Because Flora is part of the Sanitation caste of her hive, she is the lowest of the low. She is meant to be invisible. The fact that she has by her very birth order, been deemed innocuous, makes both her adventures and her gifts all the more extraordinary.

She is the perfect under-bee. Never expected to succeed in any of the many upper echelon settings, tasks, or situations in which she finds herself. She manages to not only achieve more than anyone expects of her; she also manages to prove herself an invaluable asset to the hive as a whole.

There are also a surprising number of secrets and conspiracies afoot, both within the hive, and without. The greatest secret being the one carried by Flora herself.

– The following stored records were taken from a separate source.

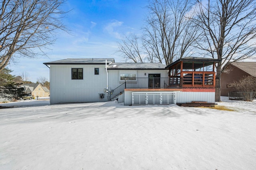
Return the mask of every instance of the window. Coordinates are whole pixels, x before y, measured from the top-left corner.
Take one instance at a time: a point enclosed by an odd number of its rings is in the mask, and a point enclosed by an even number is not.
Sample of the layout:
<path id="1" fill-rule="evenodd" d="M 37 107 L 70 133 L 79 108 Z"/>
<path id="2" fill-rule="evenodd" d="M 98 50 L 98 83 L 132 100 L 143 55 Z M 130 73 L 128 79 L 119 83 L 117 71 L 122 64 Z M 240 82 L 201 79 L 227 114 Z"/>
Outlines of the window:
<path id="1" fill-rule="evenodd" d="M 136 80 L 136 74 L 120 74 L 120 80 Z"/>
<path id="2" fill-rule="evenodd" d="M 94 68 L 94 74 L 99 75 L 99 68 Z"/>
<path id="3" fill-rule="evenodd" d="M 83 69 L 72 68 L 72 79 L 82 79 Z"/>

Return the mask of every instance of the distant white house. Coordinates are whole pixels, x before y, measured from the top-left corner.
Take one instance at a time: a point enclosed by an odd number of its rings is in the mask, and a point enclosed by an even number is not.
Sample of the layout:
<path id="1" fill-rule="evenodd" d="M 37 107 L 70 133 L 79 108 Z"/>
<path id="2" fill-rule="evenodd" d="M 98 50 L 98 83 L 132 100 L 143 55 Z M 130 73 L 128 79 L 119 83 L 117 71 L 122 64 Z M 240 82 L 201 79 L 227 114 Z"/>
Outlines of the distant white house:
<path id="1" fill-rule="evenodd" d="M 167 66 L 116 63 L 113 58 L 68 58 L 44 63 L 50 69 L 50 102 L 115 99 L 125 105 L 214 102 L 214 64 L 218 61 L 185 58 Z"/>
<path id="2" fill-rule="evenodd" d="M 50 90 L 40 83 L 24 84 L 21 86 L 24 88 L 24 92 L 34 97 L 46 97 L 50 96 Z"/>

This is a book that sneaks into the mind and heart of the reader. Addressing issues such as loyalty, honor, family, perseverance, self motivation, and honesty. This book is a true unsung hero of the literary world. 



About Laline

I am an author, playwright and screenwriter. I live just outside Hastings on the south coast of England, with my husband (the photographer Adrian Peacock) my daughter, my two step-sons and one ancient cat.
As a child, books and animals were my best friends. My parents were first-generation Indian immigrants. I went to a comprehensive school, then a grammar school for sixth form, then won a scholarship to Oxford where I read English. I have been immersed in the full spectrum of the British class system – and I firmly believe in the power of nurture, at least as much as nature.
My writing shed is also something of a hide in the garden, and I spend a lot of time gazing out at the local wildlife. I procrastinate with binoculars – watching insects, squirrel battles, and I’m struck by the power of quietly paying attention: how readily the world reveals itself. I saw a dove arch its wings back and hiss at a rat, to drive it away.
I’ve worked in the film business in many capacities: receptionist, gofer, trainee film-financier, sales agent, development and acquisition, reader, craft-services*, and finally, screenwriter. I’ve lived and worked in Los Angeles, New York and London. Film is a transcendent and truly awesome medium.
When I had my daughter I stopped writing for television and started writing for the theatre, because time had become more precious, and story-telling by committee didn’t suit me. Working with actors is great. They are the word made flesh. Being in rehearsal exposes you, and makes you a better writer.
*My fall-back skill is cooking. I’ve learned in some great kitchens, starting with my mother’s, and good food makes everything better. Flora 717 has a big appetite – and now I think about it, that part of her character must be mine too, because one thing that amazed me when I lived in L.A., was the frequency with which female friends would suggest ‘splitting a salad’. Or when the hostess gave women tiny portions, assuming they had to be dieting.
After THE BEES, the work I’m most proud of is a play I wrote for the National Theatre, called BOAT MEMORY. There are more details in the Theatre section, but it’s based on the true story of why unknown young Charles Darwin sailed on The Beagle – to return three kidnapped teens back to their homeland of Patagonia, because instead of becoming good little missionaries, they became celebrities and wreaked social havoc. It’s a great true story that I happened upon, and like THE BEES, I seized it and wrote it as fast as I could.
Writing The Bees has brought many brilliant people into my life and opened many doors. It is a great thing, to find your wings in middle age.
Writing well is hard and anxious work. This makes me trust the process.
I always felt that to connect with a book was to ride in the author’s mind. And that if I loved their book, it must somehow mean they were a friend to me, and still alive, regardless of their corporeal state. Now that I’m meeting real live writers and have become one myself, I know that you can give most intimately on the page, but perhaps become even more private, in person.
It takes twelve bees their entire lives to gather enough nectar to make one teaspoon of honey. It should be priced like gold.
This is a map of a Minoan palace interior, from the British Museum. The Cretan Minoan civilization dates from 1700BC, and was very sophisticated and sexually egalitarian, if not biased towards women. It was an inspiration for translating a real beehive into a fictional landscape.